The clinical information for each TCGA tumor sample is stored in a xml file. Patient ID, tumor and treatment info are entries of the xml file. These xml files have been preprocessed for further analysis.
Clinical data for tier 1 clinical variables are generated.
Table 1. Tier1 clinical variables
Tumor.Feature | Date.Statistics |
---|---|
gender | dccuploaddate |
primarysiteofdesease | dateofbirth |
histologicaltype | dateofdeath |
tumorstage | dateoflastfollowup |
tumorgrade | dateoftumorrecurrence |
patienttumorrecurrencestatus | dateofinitialpathologicdiagnosis |
radiationtherapy | datelastknownalive |
neoadjuvanttherapy | vitalstatus |
pathologicspread(pt) | |
pathologicspread(pn) | |
karnofskyperformancescore |
Table 2. Statistics of selected clinical variables.

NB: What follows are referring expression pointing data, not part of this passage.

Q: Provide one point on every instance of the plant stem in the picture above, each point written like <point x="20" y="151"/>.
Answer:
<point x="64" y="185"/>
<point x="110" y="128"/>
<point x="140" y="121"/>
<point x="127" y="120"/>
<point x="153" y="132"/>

Clinical.Variable | Statistics |
---|---|
age | mean: 62, std: 13 |
vitalstatus | 6937 living, 3199 deceased |
gender | 3822 male, 6304 female |
histologicaltype | 774 colon adenocarcinoma, 119 colon mucinous adenocarcinoma, 46 untreated primary (de novo) gbm, 4 treated primary gbm, 712 head & neck squamous cell carcinoma, 1018 kidney clear cell renal carcinoma, 527 lung adenocarcinoma- not otherwise specified (nos), 161 lung adenocarcinoma mixed subtype, 32 lung papillary adenocarcinoma, 6 lung mucinous adenocarcinoma, 15 mucinous (colloid) adenocarcinoma, 4 lung clear cell adenocarcinoma, 22 lung acinar adenocarcinoma, 34 lung bronchioloalveolar carcinoma nonmucinous, 8 lung bronchioloalveolar carcinoma mucinous, 6 lung solid pattern predominant adenocarcinoma, 6 lung micropapillary adenocarcinoma, 672 lung squamous cell carcinoma- not otherwise specified (nos), 16 lung basaloid squamous cell carcinoma, 2 lung small cell squamous cell carcinoma, 2 lung papillary squamous cell caricnoma, 2 lung papillary squamous cell carcinoma, 1148 serous cystadenocarcinoma, 299 rectal adenocarcinoma, 27 rectal mucinous adenocarcinoma, 161 serous endometrial adenocarcinoma, 724 endometrioid endometrial adenocarcinoma, 36 mixed serous and endometrioid |
patienttumorrecurrencestatus | 10136 without recurrence |
tumorgrade | 511 grade 3, 214 grade 2, 180 grade 1, 16 high grade |
tumorstage | 457 stage iia, 212 stage iiib, 268 stage iib, 95 stage iiic, 327 stage iv, 753 stage i, 393 stage iva, 9 stage iic, 323 stage ii, 410 stage iii, 249 stage iiia, 14 stage ivb, 321 stage ia, 473 stage ib, 813 iiic, 6 ib, 48 iiib, 173 iv, 40 iic, 6 ia, 16 iiia, 20 ic, 8 iib, 6 iia |
pathologicspread(pt) | 1144 t3, 20 t4b, 150 t4, 1112 t2, 281 t4a, 352 t1, 2 t0, 2 tis, 70 tx, 334 t1b, 104 t3b, 349 t1a, 209 t2a, 242 t3a, 4 t3c, 76 t2b |
pathologicspread(pn) | 2372 n0, 684 n1, 360 n2, 35 n1b, 160 n2b, 22 n2a, 36 n1a, 6 n1c, 677 nx, 73 n2c, 24 n3 |
Table 3. Get Full Table Illustration of the tier 1 data for three patients
Clinical.Variable | Sample_1 | Sample_2 | Sample_3 |
---|---|---|---|
yearstobirth | 73 | 73 | 57 |
daystodeath | NA | NA | 223 |
daystolastfollowup | 389 | 389 | NA |
vitalstatus | 0 | 0 | 1 |
dccuploaddate | 15-3-2013 | 15-3-2013 | 15-3-2013 |
1. Each xml file is converted to a tab-delimited text file by our R package.
2. All text files are aggregated into one big table by the Clinical_Aggregate_Tier1 pipeline. The 1st column of the table is the entry name of the xml file and the rest columns are the associated data for samples.
3. Data for the tier 1 clinical variables are extracted by the Clinical_Picker_Tier1 pipeline.
Figure 1. Diagram that displays the work flow of processing clinical data. Clinical variables of interest and their associated values are marked in red and blue, respectively.